By the operation of the combiner 14, the resultant pixel array 18 has a “composite” azimuth resolution achieved by the combination of the fine resolution “component” associated with the array 16 and the coarse resolution “component” associated with the array 17. In general, the aforementioned ratio F/C may be selected to achieve a desired balance between background clutter detail and shadow darkness of moving objects. Various embodiments determine F/C in various ways. For example, a preferred F/C ratio may be determined based on empirical observations of results obtained with: (1) a selected value of F and various values of C; or (2) various values of F and C. An F/C ratio that results in a SAR image (associated with the resultant pixel array 18) exhibiting acceptably dark shadows of moving objects and acceptable detail in the background clutter may be selected.
A given set of phase histories 11 is part of a series of sets of phase histories captured sequentially, for example, during a mission flight.

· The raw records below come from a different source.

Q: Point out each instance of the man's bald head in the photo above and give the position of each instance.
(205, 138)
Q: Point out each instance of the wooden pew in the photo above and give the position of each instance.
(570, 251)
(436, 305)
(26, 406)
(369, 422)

This series of phase history sets results in a corresponding series of resultant pixel arrays 18 suitable for presentation as a movie (or similar video product) by, for example, a conventional VideoSAR unit, as indicated by broken line in FIG. 1.
Various embodiments provide one or more further coarse resolution image formers, i.e., in addition to the one shown at 13 in FIG. 1. Each additional coarse resolution image former provides an associated SAR image with an associated azimuth resolution that is coarser than the azimuth resolution of the SAR image 16. These additional coarser azimuth resolution SAR images, and the SAR image at 16, are then suitably combined to produce a resultant SAR image. In some embodiments, the combining compares the corresponding pixel values among each of the various SAR images, and selects the lowest of those pixel values to be the corresponding pixel value in the resultant image.
Although example embodiments of the present work are described above in detail, this does not limit the scope of the present work, which can be practiced in a variety of embodiments.